After I started writing about the BP/Transocean Deepwater Horizon accident, I’ve had several people write me that I should stop using the term accident because it implies there is nothing that can (or could have) been done to stop “an accident” from occurring.
So I thought I would look up an official definition of the word and see if I was misusing the term.
1 a : an unforeseen and unplanned event or circumstance b : lack of intention or necessity : chance <met by accident rather than by design>
2 a : an unfortunate event resulting especially from carelessness or ignorance b : an unexpected and medically important bodily event especially when injurious <a cerebrovascular accident> c : an unexpected happening causing loss or injury which is not due to any fault or misconduct on the part of the person injured but for which legal relief may be sought d —used euphemistically to refer to an involuntary act or instance of urination or defecation
3 : a nonessential property or quality of an entity or circumstance <the accident of nationality>
I think the definition covers events like the BP/Transocean Deepwater Horizon explosion, the BP Texas City refinery explosion, Three Mile Island, … . Especially when you consider 2 a.

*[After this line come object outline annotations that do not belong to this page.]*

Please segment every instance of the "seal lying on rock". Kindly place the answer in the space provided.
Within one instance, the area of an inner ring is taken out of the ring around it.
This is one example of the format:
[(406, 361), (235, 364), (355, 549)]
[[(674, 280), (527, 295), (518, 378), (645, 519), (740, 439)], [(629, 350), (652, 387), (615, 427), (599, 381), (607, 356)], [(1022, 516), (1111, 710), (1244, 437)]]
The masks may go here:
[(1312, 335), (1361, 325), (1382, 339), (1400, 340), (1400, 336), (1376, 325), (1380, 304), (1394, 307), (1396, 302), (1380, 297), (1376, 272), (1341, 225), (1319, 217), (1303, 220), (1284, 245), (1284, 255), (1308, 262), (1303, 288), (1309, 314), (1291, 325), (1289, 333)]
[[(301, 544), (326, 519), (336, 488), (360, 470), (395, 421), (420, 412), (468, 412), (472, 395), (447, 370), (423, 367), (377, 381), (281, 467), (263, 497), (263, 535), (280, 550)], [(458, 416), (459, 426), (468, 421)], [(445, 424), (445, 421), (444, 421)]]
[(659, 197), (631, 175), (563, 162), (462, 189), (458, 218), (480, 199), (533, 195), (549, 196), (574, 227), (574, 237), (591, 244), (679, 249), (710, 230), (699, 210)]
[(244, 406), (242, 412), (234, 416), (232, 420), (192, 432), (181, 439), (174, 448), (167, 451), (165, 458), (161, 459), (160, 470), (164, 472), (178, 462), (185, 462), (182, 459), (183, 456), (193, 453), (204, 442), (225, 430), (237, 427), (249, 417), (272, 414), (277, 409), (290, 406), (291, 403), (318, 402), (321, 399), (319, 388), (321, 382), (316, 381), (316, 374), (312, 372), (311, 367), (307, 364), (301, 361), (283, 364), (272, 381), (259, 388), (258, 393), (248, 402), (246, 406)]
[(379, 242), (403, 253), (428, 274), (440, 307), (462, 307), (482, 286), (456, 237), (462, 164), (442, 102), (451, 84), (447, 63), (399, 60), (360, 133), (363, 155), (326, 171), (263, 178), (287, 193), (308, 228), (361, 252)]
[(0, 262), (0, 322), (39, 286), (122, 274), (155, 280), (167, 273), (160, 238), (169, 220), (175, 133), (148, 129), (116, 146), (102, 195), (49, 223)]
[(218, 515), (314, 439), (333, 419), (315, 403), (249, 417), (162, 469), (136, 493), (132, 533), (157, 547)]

2 a : an unfortunate event resulting especially from carelessness or ignorance.
Also, you might think about definition 2 c.
2 c : an unexpected happening causing loss or injury which is not due to any fault or misconduct on the part of the person injured but for which legal relief may be sought
In both of these cases you can do something (or could have done something) to prevent the accident.
Accidents are not “unpreventable.” They are un-prevented.
Therefore, I will continue to use the word accident knowing that we can do something about accidents. Either proactively (before they happen to prevent them) or reactively (after they happen to prevent them from happening again).
After all, that’s what TapRooT® is all about – proactively or reactively preventing accidents.